Discussion of Article "Challenging Ataraxia" by Haris Dimitriadis

  • I'm not sure why Dimitriadis chose to use that excerpt from the Letter to Menoikos since the word ataraxia αταραξία itself doesn't appear there. I think I understand his basic argument, but I would think a better quote would have been one where the word under discussion was actually used by Epicurus. I realize it does say "freedom from turmoil in the mind" using other terms than ataraxia itself, but I found it an interesting choice.

    Is ataraxia possibly just a quality of the mind and not a goal? A description just using available vocabulary that people would readily understand? The person who follows Epicurus's teachings can hope to feel this quality of mind (and the feeling of freedom from pain in the body) by striving to make sound choices and rejections but that quality is not in and of itself a goal or end, not a telos. Just something that arises naturally as part of Epicurean practice.
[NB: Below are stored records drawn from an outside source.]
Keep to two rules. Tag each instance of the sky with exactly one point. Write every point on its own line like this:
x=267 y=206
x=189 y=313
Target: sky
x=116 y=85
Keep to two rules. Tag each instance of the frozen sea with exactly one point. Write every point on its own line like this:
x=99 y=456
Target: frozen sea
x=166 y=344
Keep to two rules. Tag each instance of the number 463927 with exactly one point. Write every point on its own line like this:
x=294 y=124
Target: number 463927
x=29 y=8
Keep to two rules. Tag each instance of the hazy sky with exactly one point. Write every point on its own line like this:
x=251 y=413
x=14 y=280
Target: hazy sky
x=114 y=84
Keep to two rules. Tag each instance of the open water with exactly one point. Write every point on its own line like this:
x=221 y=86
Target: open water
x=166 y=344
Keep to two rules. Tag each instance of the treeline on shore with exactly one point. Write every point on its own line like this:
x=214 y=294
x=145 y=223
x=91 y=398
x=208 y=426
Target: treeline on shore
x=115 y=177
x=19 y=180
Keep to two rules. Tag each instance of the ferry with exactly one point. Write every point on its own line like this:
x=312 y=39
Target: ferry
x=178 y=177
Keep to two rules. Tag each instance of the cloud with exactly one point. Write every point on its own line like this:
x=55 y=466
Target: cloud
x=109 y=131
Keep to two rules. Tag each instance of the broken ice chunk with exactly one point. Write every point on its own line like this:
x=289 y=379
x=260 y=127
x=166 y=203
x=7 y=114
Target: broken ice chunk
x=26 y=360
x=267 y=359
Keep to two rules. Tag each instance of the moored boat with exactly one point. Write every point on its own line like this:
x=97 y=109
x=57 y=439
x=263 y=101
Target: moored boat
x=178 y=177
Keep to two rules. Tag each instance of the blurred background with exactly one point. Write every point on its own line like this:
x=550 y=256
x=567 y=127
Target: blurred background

  • Eugenios I am to blame for that use of that particular quote. Haris submitted the text to me without a graphic, and I put together the final article in a hurry this morning, using that quote, made from this version: http://wiki.epicurism.info/Letter_to_Menoeceus/ , due to the "by pleasure we mean" structure of the sentence.

    Would you suggest a better passage that uses ataraxia itself?

    As to your questions in the second paragraph, I don't have a good ultimate answer but I think those comments go in a promising direction, especially in light of thinking about the distinction made by Konstan we have been discussing recently: Managing Expectations In The Study of Epicurus

  • Possibly this is a better choice, but after more reflection I think it would be best just to include the full section....

    127-8) Ἀναλογιστέον δὲ ὡς τῶν ἐπιθυμιῶν αἱ μέν εἰσι φυσικαί, αἱ δὲ κεναί, καὶ τῶν φυσικῶν αἱ μὲν ἀναγκαῖαι, αἱ δὲ φυσικαί μόνον· τῶν δὲ ἀναγκαίων αἱ μὲν πρὸς εὐδαιμονίαν εἰσὶν ἀναγκαῖαι, αἱ δὲ πρὸς τὴν τοῦ σώματος ἀοχλησίαν, αἱ δὲ πρὸς αὐτὸ τὸ ζῆν. τούτων γὰρ ἀπλανὴς θεωρία πᾶσαν αἵρεσιν καὶ φυγὴν ἐπανάγειν οἶδεν ἐπὶ τὴν τοῦ σώματος ὑγίειαν καὶ τὴν τῆς ψυχῆς ἀταραξίαν, ἐπεὶ τοῦτο τοῦ μακαρίως ζῆν ἐστι τέλος. τούτου γὰρ πάντα πράττομεν, ὅπως μήτε ἀλγῶμεν μήτε ταρβῶμεν. ὅταν δὲ ἅπαξ τοῦτο περὶ ἡμᾶς γένηται, λύεται πᾶς ὁ τῆς ψυχῆς χειμών, οὐκ ἔχοντος τοῦ ζῴου βαδίζειν ὡς πρὸς ἐνδέον τι καὶ ζητεῖν ἕτερον ᾧ τὸ τῆς ψυχῆς καὶ τοῦ σώματος ἀγαθὸν συμπληρώσεται. τότε γὰρ ἡδονῆς χρείαν ἔχομεν, ὅταν ἐκ τοῦ μὴ παρεῖναι τὴν ἡδονὴν ἀλγῶμεν· <ὅταν δὲ μὴ ἀλγῶμεν> οὐκέτι τῆς ἡδονῆς δεόμεθα.

    127-8) One should keep in mind that among desires, some are natural and some are vain. Of those that are natural, some are necessary and some unnecessary. Of those that are necessary, some are necessary for happiness, some for health, and some for life itself. A correct view of these matters enables one to base every choice and avoidance upon whether it secures or upsets bodily comfort and peace of mind – the goal of a happy life. Everything we do is for the sake of freedom from pain and anxiety. Once this is achieved, the storms in the soul are stilled. Nothing else and nothing more are needed to perfect the well-being of the body and soul. It is when we feel pain that we must seek relief, which is pleasure. And when we no longer feel pain, we no longer need pleasure.

  • Sorry, Cassius ! I thought the two were together in the original article! I didn't intend to be critical of you.

    But, yes, I agree. That second one is spot on!

    bodily comfort and peace of mind: τὴν τοῦ σώματος ὑγίειαν καὶ τὴν τῆς ψυχῆς ἀταραξίαν.

  • 1) NEVER be concerned about being critical of me! I make more mistakes than most! And I am glad you called this out -- you are quite right that we needed a section where "ataraxia" is actually used.

    2) Take a look at it now. I just included the english of the full section. This may not be optimum either, but really the full section is relevant so rather than try to cut and paste it probably makes sense to just cite the whole thing.